Per dialogare, discutere e confrontarsi, così com’è necessario in un’era di meticciato di civiltà come la nostra, è sufficiente la dialettica, che è infatti insieme alla retorica un’altra arte liberale. Per portare il nostro interlocutore sulle nostre posizioni, anche subdolamente, anche con la menzogna, anche con il falso (Platone, Gorgia), come spesso oggi fa la comunicazione mediatica, è sufficiente o convincere, cioè far leva sulla coerenza del ragionamento logico, o suadere, cioè far leva su sentimenti disarticolati dalla loro ragionevolezza. In entrambi i casi non serve persuadere, cioè mostrare la bellezza e la verità di una posizione a chi ancora non l’ha intravista, come probabilmente fece La Pira con un Mattei appena insediato in un Ente Nazionale da poco creato.
Per questo la retorica è destinata alla formazione dell’uomo in quanto uomo, della sua umanità, ed è quindi propedeutica ad ogni altro sapere ove il bene comune degli uomini sia implicato. La retorica è necessaria alla formazione di chi si occuperà di politica, di finanza, di comunicazione, o a vario titolo delle norme che regolano la vita di una comunità, tanto che in alcune università anglosassoni Rhetorics è oggi materia d’insegnamento nei corsi di preparazione alla leadership. La retorica è necessaria anche alla formazione di chi si occuperà di scienza, perché il suo fare scienza non rischi di ridursi a scientismo. La retorica è non uno strumento tra tanti, ma l’unico strumento curricolare capace di realizzare l’unità del sapere dietro ogni sua parcellizzazione disciplinare e d’indirizzo.
A nostro avviso, però, sono due le decisioni da prendere prima di ogni seria considerazione circa il ruolo della retorica entro il panorama educativo attuale, e quindi prima di un suo eventuale reinserimento culturale e curricolare. Decisioni da prendere a vari livelli, da quello della responsabilità personale del singolo educatore, sia genitore che docente, fino ai livelli ministeriale e governativo. E cioè: ciò che vogliamo nel futuro del nostro Paese sono dei La Pira e dei Mattei, oppure dei Verre? E se – davvero − vogliamo dei La Pira e dei Mattei, siamo disposti a far la fatica (con tutte le conseguenze che, ad esempio in ambito educativo ma non solo, essa comporta) di riprenderci quell’intelligenza sulla realtà, che solo una ragione allargata può garantirci?
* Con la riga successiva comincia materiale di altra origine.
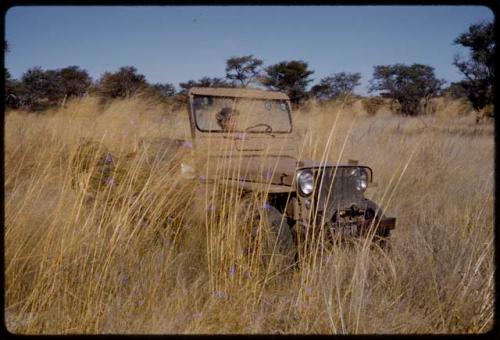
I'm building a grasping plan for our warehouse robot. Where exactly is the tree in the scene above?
[369,64,445,115]
[179,77,234,93]
[57,66,92,98]
[19,66,64,108]
[98,66,148,99]
[226,55,263,87]
[441,80,468,99]
[453,22,495,110]
[311,72,361,99]
[152,83,175,98]
[260,60,314,104]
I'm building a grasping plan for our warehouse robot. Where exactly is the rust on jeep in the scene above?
[189,88,396,246]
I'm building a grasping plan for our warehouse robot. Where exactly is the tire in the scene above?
[238,199,297,272]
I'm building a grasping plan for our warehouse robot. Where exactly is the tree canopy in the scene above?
[453,23,495,110]
[369,64,445,115]
[260,60,314,103]
[311,72,361,99]
[98,66,147,99]
[226,55,263,87]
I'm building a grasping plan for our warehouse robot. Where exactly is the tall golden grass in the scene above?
[4,98,494,334]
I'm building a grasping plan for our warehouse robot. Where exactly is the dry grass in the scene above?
[4,98,494,334]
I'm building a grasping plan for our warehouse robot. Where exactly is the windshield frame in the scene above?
[189,94,293,135]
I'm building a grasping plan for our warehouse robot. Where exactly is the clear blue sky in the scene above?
[5,6,493,94]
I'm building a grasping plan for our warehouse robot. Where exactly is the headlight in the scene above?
[351,168,368,191]
[298,170,314,196]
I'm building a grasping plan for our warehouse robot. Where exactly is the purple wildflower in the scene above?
[214,290,226,300]
[264,169,273,179]
[104,152,113,164]
[229,265,236,277]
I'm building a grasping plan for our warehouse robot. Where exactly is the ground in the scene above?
[4,97,494,334]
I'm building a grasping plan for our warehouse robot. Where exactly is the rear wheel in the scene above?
[365,199,391,249]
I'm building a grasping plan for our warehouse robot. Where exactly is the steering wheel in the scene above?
[245,123,273,133]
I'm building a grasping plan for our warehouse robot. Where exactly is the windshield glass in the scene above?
[193,96,292,133]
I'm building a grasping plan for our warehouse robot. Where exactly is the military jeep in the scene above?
[184,88,396,260]
[72,88,396,266]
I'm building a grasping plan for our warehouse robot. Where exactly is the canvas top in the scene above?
[189,87,289,100]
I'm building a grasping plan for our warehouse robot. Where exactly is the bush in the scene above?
[361,97,384,116]
[98,66,148,99]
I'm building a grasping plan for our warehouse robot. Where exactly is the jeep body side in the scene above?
[189,88,395,243]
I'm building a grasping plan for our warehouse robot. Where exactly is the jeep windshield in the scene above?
[193,95,292,133]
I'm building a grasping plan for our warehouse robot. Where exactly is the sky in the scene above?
[5,6,494,94]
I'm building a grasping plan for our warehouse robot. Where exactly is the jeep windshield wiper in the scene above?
[245,123,273,133]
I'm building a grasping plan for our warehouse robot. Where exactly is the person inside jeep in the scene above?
[215,107,239,132]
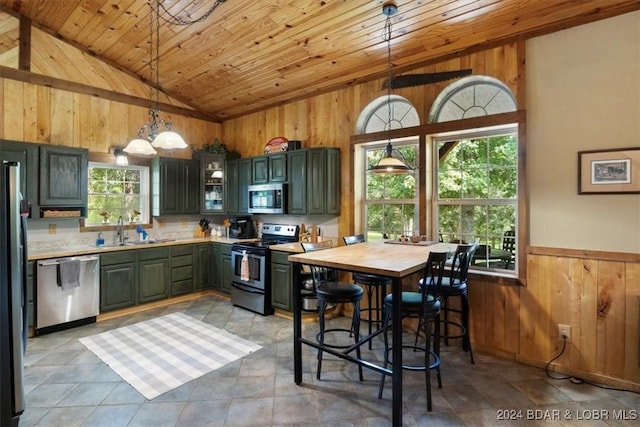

In sintesi la questione della retorica, oggi più che mai, riguarda la possibilità e la capacità della ragione di essere vitale. Una ragione non unicamente moderna, né tantomeno assoluta, sciolta dal reale, e quindi prima asfittica e poi inevitabilmente ideologica, ma una ragione restituita alla sua fisionomia umana integrale, che entra nella realtà attraverso tratti inconfondibilmente umani. La questione della ragione è non quella della sua dizione, o ridefinizione, o riproclamazione in uno scenario di spaesamento generale, piuttosto quella del suo uso. La ragione non è l’oggetto di un dibattito, ma l’unica possibilità a ciascuno di noi data, per leggere fino in fondo la realtà e contribuire a renderla a misura d’uomo, a misura dei suoi bisogni, delle sue aspettative, della sua speranza.